Bei einer UG (Unternehmergesellschaft) – auch „kleine GmbH“ genannt – droht das Risiko Scheinselbständigkeit aus zwei Richtungen, nämlich als Geschäftsführer zur UG oder Auftraggeber.

Position der DRV zur UG (Unternehmergesellschaft)

Die DRV schreibt in einer Broschüre zur UG (Unternehmergesellschaft):

„Entsprechend dem Gesetz zur Modernisierung des GmbH-Rechts und zur Bekämpfung  von Missbräuchen (BGBl I 2008 S. 2026, MoMiG) kann eine GmbH in der (Unter-)Form
der haftungsbeschränkten Unternehmergesellschaft (haftungsbeschränkte UG) mit einem sehr geringen Stammkapital gegründet werden (§ 5a GmbHG). Teile der Jahresüberschüsse sind dann für bestimmte Zwecke zu verwenden.

Die haftungsbeschränkte UG kann bei Erreichen von 25.000 Euro Stammkapital in eine GmbH umgewandelt werden. Da es sich bei der haftungsbeschränkten UG um eine (Un-
ter-)Form der GmbH handelt, gelten für die versicherungsrechtliche Beurteilung der Gesellschafter/Geschäftsführer hier auch die für die GmbH entwickelten Grundsätze.“

Die Deutsche Rentenversicherung Bund bestätigt diese Ansicht zu UG (Unternehmergesellschaft) in ihren internen Dienstanweisungen:

„Durch das Gesetz zur Modernisierung des GmbH-Rechts und zur Bekämpfung von Missbräuchen (MoMiG) ist die Gründung einer haftungsbeschränkten Unternehmergesellschaft zulässig. Es handelt sich dabei nicht um eine neue Rechtsform, sondern um eine GmbH, die ohne bestimmtes Mindestkapital gegründet werden kann.
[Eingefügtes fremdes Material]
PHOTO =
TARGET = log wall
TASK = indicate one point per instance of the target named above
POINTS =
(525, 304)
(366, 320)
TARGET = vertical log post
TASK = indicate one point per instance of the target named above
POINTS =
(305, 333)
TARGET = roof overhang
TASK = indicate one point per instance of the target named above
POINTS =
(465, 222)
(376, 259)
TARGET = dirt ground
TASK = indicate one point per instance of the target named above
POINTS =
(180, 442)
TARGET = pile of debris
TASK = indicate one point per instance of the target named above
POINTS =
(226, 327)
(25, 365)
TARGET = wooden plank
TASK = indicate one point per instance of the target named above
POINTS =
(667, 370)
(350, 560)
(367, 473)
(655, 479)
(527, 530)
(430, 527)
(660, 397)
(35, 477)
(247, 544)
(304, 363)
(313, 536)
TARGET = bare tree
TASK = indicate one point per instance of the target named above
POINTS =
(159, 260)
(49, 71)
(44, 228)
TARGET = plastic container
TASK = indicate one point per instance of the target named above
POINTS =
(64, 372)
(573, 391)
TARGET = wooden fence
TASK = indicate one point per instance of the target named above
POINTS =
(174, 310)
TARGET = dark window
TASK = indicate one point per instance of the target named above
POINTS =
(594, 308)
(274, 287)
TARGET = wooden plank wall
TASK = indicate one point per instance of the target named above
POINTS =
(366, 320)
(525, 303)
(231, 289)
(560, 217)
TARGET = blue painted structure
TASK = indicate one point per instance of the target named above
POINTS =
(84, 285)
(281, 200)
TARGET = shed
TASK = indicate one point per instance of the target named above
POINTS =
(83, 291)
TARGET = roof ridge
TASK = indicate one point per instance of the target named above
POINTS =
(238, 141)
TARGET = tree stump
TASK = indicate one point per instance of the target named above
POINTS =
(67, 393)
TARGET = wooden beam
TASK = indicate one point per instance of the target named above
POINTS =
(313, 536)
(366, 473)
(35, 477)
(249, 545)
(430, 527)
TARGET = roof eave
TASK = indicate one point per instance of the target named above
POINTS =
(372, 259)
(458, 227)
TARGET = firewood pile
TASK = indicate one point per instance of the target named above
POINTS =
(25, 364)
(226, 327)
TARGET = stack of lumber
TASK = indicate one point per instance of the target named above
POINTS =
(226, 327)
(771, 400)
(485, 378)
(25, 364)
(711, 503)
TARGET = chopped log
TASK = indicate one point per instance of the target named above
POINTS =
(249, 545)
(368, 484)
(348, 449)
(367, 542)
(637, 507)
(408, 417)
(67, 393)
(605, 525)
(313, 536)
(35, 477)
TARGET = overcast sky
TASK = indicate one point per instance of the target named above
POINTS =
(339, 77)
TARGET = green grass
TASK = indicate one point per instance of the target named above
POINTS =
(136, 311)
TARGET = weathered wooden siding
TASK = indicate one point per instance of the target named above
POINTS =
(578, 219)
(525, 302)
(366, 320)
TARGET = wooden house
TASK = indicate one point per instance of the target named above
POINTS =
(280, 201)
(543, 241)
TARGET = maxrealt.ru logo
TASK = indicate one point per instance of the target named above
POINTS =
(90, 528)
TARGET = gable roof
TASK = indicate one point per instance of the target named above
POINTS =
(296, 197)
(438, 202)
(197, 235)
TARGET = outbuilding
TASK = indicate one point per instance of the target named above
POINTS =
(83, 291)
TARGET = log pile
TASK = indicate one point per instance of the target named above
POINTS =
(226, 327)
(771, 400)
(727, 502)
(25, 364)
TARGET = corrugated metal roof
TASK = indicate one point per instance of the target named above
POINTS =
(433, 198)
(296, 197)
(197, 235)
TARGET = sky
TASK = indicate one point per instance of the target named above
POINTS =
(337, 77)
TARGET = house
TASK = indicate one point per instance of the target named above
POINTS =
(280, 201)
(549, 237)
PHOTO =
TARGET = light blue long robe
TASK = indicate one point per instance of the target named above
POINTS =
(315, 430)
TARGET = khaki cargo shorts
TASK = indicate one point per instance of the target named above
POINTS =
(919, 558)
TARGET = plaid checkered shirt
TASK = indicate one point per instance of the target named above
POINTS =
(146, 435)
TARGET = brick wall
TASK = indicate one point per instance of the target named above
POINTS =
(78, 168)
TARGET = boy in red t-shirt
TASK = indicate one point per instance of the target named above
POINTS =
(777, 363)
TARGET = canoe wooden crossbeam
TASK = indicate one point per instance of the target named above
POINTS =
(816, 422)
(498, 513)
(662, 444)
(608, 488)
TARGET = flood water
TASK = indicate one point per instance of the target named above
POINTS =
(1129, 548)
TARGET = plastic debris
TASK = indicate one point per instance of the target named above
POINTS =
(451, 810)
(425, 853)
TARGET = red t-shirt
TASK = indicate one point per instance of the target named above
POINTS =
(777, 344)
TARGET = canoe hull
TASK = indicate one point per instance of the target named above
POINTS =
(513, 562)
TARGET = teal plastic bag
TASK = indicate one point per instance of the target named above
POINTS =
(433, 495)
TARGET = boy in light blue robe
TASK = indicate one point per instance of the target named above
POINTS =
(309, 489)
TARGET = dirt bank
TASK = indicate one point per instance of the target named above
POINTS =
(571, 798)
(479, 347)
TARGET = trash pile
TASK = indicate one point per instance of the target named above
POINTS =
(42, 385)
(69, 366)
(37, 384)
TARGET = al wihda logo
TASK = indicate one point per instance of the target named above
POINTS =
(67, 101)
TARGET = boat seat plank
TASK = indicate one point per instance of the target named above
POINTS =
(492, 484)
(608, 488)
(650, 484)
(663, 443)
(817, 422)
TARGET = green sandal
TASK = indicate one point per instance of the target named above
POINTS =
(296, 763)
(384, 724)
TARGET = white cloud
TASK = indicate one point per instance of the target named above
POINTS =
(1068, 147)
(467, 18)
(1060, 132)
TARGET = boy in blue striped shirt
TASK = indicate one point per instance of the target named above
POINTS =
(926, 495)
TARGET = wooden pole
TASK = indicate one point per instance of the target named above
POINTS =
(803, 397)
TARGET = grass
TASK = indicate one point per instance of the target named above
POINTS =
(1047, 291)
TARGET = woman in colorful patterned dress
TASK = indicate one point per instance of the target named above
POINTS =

Deshalb sind für die versicherungsrechtliche Beurteilung der in der Unternehmergesellschaft mitarbeitenden Gesellschafter die bereits unter Abschnitt R3.2.1.2.3 >>(SGB IV § 7 Abs. 1 R3.2.1.2.3) enthaltenen Ausführungen zur Gesellschaft mit beschränkter Haftung sinngemäß anzuwenden.“

so die DRV

Die Unternehmergesellschaft – UG – (haftungsbeschränkt) wurde durch das Gesetz zur Modernisierung des GmbH-Rechts und zur Bekämpfung von Missbräuchen (MoMiG) vom 23.11.2008 (BGBl. I S. 2026) zum 01.11.2008 eingeführt. Bei der UG (haftungsbeschränkt) handelt es sich um keine eigene Rechtsform, sondern um eine besondere Unterform der GmbH. Sie wurde als Einstiegsvariante zur klassischen GmbH insbesondere für Existenzgründer eingeführt. Für die Gründung einer UG (haftungsbeschränkt) ist kein Stammkapital von 25.000,- EUR erforderlich (§ 5a Abs. 1 GmbHG); es genügt bereits ein Stammkapital ab 1,- EUR. Zur Kennzeichnung der haftungsbeschränkten Unternehmergesellschaft muss die se die Bezeichnung „Unternehmergesellschaft (haftungsbeschränkt)“ oder „UG (haftungsbeschränkt)“ führen. Eine Abkürzung des Zusatzes „haftungsbeschränkt“ ist unzulässig.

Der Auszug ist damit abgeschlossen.